Saturday, 11 January 2020

Film Review: Little Women

Writer and director Greta Gerwig retools Little Women for a new generation in this charming adaptation.

Louisa May Alcott's 1868 novel Little Women has been adapted for the screen on a number of occasions; but the timeless coming-of-age story has always been one that's eluded me, both in book and film form.

That was until Greta Gerwig came along and decided to give it a revamp via an all-star cast that includes the likes of Saoirse Ronan, Florence Pugh, Emma Watson, Eliza Scanlen, Timothee Chalamet, Meryl Streep and Laura Dern. With those names attached, safe to say I was interested.

Set during the American Civil War, Little Women follows four young women – Jo (Ronan), Meg (Watson), Amy (Pugh) and Beth (Scanlen) – as they come of age amidst domestic and romantic trials and tribulations. With their father off fighting on the frontlines, the March sisters must grapple with the concept of supporting their mother (Laura Dern) and their household, which for some – like Meg – means finding a partner to settle down with, while for others – like Jo and Amy – it means moving away to pursue moneymaking passions, like writing and art respectively.

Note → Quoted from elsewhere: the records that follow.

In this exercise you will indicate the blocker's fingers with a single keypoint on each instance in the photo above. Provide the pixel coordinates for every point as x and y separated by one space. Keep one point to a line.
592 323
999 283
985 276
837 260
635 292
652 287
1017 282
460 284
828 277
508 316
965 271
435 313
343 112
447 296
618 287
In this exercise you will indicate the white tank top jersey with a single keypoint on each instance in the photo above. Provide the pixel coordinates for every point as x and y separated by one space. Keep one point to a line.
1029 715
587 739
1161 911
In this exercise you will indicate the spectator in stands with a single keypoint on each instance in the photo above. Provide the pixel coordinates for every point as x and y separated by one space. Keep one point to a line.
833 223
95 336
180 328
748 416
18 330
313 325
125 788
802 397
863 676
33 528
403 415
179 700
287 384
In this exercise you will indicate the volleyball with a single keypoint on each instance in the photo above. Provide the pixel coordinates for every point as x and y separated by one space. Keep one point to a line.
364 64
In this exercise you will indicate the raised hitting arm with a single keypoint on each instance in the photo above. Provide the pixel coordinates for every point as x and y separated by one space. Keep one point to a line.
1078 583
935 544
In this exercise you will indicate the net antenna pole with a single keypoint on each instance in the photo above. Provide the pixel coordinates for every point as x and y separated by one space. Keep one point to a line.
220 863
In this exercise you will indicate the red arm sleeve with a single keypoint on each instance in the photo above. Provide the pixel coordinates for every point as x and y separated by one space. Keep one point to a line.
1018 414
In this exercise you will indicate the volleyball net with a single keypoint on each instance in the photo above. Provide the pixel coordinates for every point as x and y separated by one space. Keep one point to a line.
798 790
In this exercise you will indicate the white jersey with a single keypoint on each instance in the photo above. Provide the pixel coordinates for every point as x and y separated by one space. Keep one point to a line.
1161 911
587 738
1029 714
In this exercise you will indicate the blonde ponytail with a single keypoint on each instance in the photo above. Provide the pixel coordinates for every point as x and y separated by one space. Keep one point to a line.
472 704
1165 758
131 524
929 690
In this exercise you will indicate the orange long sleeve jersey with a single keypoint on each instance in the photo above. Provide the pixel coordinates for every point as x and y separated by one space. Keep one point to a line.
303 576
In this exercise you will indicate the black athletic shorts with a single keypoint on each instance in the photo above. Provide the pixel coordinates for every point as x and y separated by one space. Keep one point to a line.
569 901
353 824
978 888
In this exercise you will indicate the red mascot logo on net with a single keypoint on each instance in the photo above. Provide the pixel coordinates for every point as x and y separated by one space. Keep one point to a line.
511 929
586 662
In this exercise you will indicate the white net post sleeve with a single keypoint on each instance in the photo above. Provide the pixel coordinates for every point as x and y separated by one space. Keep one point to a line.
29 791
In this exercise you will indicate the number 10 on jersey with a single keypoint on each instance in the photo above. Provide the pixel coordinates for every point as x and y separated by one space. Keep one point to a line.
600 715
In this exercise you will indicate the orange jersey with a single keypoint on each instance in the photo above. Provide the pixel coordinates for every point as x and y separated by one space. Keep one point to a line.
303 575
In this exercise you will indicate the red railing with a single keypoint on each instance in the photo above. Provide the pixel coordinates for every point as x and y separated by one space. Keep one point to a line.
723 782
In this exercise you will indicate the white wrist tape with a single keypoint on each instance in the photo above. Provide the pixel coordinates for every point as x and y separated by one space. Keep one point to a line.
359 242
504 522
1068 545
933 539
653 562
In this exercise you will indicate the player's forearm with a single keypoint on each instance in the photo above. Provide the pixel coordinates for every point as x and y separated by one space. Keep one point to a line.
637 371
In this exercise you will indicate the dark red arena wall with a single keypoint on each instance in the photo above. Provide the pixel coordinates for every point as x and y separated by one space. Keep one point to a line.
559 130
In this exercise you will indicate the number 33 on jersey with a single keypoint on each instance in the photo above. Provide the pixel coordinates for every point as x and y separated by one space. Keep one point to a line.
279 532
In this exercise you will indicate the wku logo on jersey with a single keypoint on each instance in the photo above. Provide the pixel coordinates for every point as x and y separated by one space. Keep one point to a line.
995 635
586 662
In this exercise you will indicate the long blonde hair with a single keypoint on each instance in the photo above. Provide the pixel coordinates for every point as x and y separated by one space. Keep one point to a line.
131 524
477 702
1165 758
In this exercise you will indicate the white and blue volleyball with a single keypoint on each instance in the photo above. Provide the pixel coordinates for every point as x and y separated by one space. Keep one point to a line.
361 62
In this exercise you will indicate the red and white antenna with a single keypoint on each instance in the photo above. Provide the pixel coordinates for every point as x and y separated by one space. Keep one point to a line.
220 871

Interwoven with their lives is Theodore 'Laure' Laurence (Chalamet), a dreamy boy next door who is instantly smitten with the hotheaded Jo.

While Little Women was initially published in two halves, Gerwig restructures the narrative in order to tell its two stories – one, during the March girls' rosy teen years, where they squabble with one another and swoon over boys, and a second during their more tumultuous and troublesome early adulthood – in tandem.

Separated by a seven-year gap, this neat rejigging means themes that marry up and matching motifs are stacked side-by-side; Gerwig uses myriad techniques to simply and effectively cut between the two threads, from colour grading and match edits to differing haircuts.

It means we get to see plots like Jo and Laurie's courtship play out alongside some struggles later down the road in life; and for someone who wasn't familiar with Little Women beforehand, I think this was a more compelling way of telling the whole story than if it had just been in chronological order.

The ensemble cast are all great in their own way, but I'll single out Ronan and Pugh as MVPs. Ronan, as always, brings such earnestness to her character, and here is full of fieriness and passion as protagonist Jo. Meanwhile, 24-year-old Pugh is given the rough job of playing both sulky 13-year-old Amy and a more mature and pragmatic 20-year-old Amy, but she makes it work.

That's not to say the rest of the cast don't shine; Watson's Meg is charmingly wholesome and humble, while Scanlen's quiet Beth sits at the heart of the whole film. Her side story with Chris Cooper's character is terrific.

The Verdict: 8.5/10

Simply delightful. There really isn't anything more to say than that.

Little Women is in cinemas across Australia now.